CompleteToolkit

Robots.txt Generator

Build a correct robots.txt in seconds — block paths, block AI crawlers, add your sitemap. Copy or download.

Blocked paths

/admin/

Your robots.txt

User-agent: *
Disallow: /admin/

Upload this file to your site's root so it's reachable at yourdomain.com/robots.txt.

About this tool

robots.txt is a plain-text file at your site's root that tells crawlers which parts of the site they may visit. It's the first thing a well-behaved bot requests, and a one-character mistake in it can accidentally deindex an entire site — "Disallow: /" blocks everything, "Disallow:" blocks nothing, and that difference has ruined more than a few launch days. A generator exists precisely so nobody hand-types that line.

Start from your intent — allow all crawling (the right default for almost every public site) or block everything (for staging and pre-launch sites) — then add specific paths to keep crawlers out of admin panels, checkout flows, internal search results, or anything else that shouldn't appear in search. The sitemap line is a one-field addition and worth including: it's how crawlers discover your sitemap without you submitting it manually to each search engine.

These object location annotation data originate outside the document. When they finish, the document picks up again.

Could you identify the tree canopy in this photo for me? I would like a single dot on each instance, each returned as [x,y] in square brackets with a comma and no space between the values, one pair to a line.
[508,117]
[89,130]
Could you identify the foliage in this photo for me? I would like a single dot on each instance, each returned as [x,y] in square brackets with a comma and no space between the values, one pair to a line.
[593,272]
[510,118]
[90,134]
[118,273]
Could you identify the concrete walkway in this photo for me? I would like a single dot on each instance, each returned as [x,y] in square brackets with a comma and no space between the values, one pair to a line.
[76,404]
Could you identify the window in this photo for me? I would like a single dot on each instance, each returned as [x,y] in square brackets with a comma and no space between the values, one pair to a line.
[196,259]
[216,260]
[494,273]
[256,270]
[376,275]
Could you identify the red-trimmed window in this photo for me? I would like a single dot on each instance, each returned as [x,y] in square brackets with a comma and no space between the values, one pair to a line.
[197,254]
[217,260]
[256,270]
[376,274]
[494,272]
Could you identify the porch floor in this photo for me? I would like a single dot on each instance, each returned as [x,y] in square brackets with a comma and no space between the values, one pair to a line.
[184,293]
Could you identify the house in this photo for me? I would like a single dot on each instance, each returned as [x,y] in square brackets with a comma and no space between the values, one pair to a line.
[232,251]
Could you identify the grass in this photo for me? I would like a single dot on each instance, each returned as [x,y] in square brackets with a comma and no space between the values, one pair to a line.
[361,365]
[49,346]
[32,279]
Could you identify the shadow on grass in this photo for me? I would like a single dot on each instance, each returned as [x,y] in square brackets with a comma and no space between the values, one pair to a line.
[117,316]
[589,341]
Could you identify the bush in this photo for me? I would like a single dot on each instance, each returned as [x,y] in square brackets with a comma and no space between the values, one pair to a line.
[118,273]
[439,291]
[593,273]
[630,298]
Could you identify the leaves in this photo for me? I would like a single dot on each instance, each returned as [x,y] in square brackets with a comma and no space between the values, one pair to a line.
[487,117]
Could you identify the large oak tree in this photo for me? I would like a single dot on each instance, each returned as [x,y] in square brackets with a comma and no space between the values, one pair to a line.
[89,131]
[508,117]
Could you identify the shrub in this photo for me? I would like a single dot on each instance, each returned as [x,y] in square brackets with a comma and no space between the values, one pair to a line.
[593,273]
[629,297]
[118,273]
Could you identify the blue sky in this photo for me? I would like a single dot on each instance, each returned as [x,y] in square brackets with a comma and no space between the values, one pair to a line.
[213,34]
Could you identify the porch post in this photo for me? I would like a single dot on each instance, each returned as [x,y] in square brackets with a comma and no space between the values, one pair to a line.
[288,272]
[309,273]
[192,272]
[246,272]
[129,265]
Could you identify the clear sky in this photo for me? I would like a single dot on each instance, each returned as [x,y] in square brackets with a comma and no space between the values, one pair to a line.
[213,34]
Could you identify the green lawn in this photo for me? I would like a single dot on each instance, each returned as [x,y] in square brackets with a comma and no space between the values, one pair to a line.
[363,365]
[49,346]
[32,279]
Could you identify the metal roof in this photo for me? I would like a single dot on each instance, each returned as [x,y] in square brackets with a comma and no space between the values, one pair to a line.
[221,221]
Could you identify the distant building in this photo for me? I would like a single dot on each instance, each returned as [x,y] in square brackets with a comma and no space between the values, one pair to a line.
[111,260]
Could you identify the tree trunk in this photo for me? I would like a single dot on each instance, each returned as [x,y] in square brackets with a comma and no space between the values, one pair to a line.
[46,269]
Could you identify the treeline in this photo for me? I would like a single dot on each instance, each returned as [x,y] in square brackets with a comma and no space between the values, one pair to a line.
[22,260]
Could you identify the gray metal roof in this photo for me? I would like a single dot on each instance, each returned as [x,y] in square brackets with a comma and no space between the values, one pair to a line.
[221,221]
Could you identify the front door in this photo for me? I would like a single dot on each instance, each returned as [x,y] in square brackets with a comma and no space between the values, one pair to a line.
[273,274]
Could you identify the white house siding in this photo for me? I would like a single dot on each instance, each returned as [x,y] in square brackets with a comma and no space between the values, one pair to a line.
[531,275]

The modern option most generators lack: a one-click block for AI training crawlers (GPTBot, ClaudeBot, Google-Extended, CCBot, PerplexityBot) for site owners who want search indexing but not AI training use. One honest caveat, stated plainly: robots.txt is a convention, not a lock — reputable crawlers obey it; malicious ones ignore it. It's traffic direction, not security. Copy the result or download the file, then upload it to your site root.

How to use the Robots.txt Generator

  1. 1Choose your base policy: allow all crawling, or block everything (for staging sites).
  2. 2Add any paths to block — /admin/, /checkout/, internal search pages.
  3. 3Optionally block AI training crawlers and add your sitemap URL.
  4. 4Download robots.txt and upload it to your site's root directory.

Frequently asked questions

Where does robots.txt go?

At the root of your domain, reachable at yourdomain.com/robots.txt — nowhere else works. Crawlers only look at that exact address. On most hosting, that means the top-level public folder; on platforms like Next.js or WordPress, there's usually a built-in way to serve it.

Does robots.txt actually block bad bots?

No — it's a voluntary convention. Search engines and reputable crawlers respect it; scrapers and malicious bots ignore it completely. Use it to guide legitimate crawling, not as security. Anything truly private needs authentication, not a robots rule.

Should I block AI crawlers?

It's a genuine trade-off. Blocking GPTBot, ClaudeBot and similar prevents your content being used for AI training, but may also reduce your visibility in AI-powered search and assistants, which increasingly send real traffic. There's no universal right answer — this tool makes either choice one click.

Will 'Disallow' remove a page from Google?

Not reliably — it stops crawling, but the URL can still appear in results if other sites link to it. To keep a page out of search, use a noindex meta tag (and let it be crawled so the tag is seen), or password-protect it.